Hintergründe

In den 90er Jahren, in denen das Web entstand und populär wurde, hatte Netscape es geschafft, die bisherigen Standards stark zu heben. Multimediale Inhalte, sowie einige neue Funktionen konnte man nun über einen einzigen Browser darstellen. Der Marktanteil des "Netscape Navigators" lag bei ca. 80%, da er die bisher beste Variante zur Benutzung des Webs war. Bisher hatten sich andere Firmen, wie auch Microsoft, nicht sonderlich um das Internet gekümmert, da die ernsthafte Entwicklung dieses Mediums unterschätzt worden war. Erst um 1995 erkannte Microsoft die Bedeutung des Webs und beschloss, nun stärker in diese Richtung zu investieren und rief im Jahre 1995 den "Internet Explorer" in's Leben.
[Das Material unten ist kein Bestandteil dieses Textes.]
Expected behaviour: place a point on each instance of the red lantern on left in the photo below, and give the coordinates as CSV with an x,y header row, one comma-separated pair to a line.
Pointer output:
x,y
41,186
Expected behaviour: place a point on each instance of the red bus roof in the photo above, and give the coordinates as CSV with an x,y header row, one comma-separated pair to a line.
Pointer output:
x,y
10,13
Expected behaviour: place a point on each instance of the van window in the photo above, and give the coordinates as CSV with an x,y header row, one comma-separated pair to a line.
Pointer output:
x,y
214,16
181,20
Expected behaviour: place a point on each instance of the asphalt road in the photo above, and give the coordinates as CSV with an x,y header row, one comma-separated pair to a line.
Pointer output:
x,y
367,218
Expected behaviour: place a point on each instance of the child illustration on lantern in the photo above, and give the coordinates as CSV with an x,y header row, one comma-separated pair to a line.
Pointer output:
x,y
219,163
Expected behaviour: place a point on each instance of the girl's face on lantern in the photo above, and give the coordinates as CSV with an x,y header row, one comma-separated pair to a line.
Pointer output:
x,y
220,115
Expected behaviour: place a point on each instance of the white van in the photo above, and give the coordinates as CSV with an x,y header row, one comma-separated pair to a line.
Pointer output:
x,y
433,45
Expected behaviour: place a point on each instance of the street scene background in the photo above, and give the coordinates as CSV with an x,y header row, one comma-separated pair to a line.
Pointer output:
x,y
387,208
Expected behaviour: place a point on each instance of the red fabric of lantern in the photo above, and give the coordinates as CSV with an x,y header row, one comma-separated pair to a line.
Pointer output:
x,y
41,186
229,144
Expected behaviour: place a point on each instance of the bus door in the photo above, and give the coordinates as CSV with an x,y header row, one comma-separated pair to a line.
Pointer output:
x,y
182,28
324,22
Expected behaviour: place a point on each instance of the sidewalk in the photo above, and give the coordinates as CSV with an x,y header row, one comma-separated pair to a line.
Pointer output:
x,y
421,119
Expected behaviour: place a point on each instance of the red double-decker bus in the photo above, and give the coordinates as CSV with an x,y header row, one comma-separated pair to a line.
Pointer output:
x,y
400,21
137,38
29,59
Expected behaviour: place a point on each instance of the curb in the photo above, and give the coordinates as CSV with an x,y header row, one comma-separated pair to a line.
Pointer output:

Dieser Browser für Microsofts Windows stand dem Navigator in keinem nach, mit dem Unterschied, dass Netscape die Browser für eine ganze Reihe von Betriebssystem herausgab, MS jedoch ausschließlich für Windows. Man sah auch eine Gefahr, durch das Angebot des Navigators den Vorrang von Windows als das Betriebssystem zu verlieren. Doch Microsoft hatte auch zwei entscheidende Vorteile. Zum einen sehr viel Geld, was dazu führte, dass sie jährlich bis zu 100 Mio. US-Dollar in die Entwicklung des Internet Explorers steckten, und zum anderen hatten sie die Möglichkeit, ihren Browser direkt in das Betriebssystem zu integrieren, wodurch viele Kunden auch beim vorinstallierten Produkt bleiben würden. Beide Firmen entwickelten von nun an ständig neue Module und Funktionen, erfanden ständig neue Standards, bei denen die ursprünglichen Standards des W3C nur noch als kleiner gemeinsamer Anhaltspunkt dienten und die neu entworfenen Funktionen meist inkompatibel zum Gegenprodukt gemacht wurden.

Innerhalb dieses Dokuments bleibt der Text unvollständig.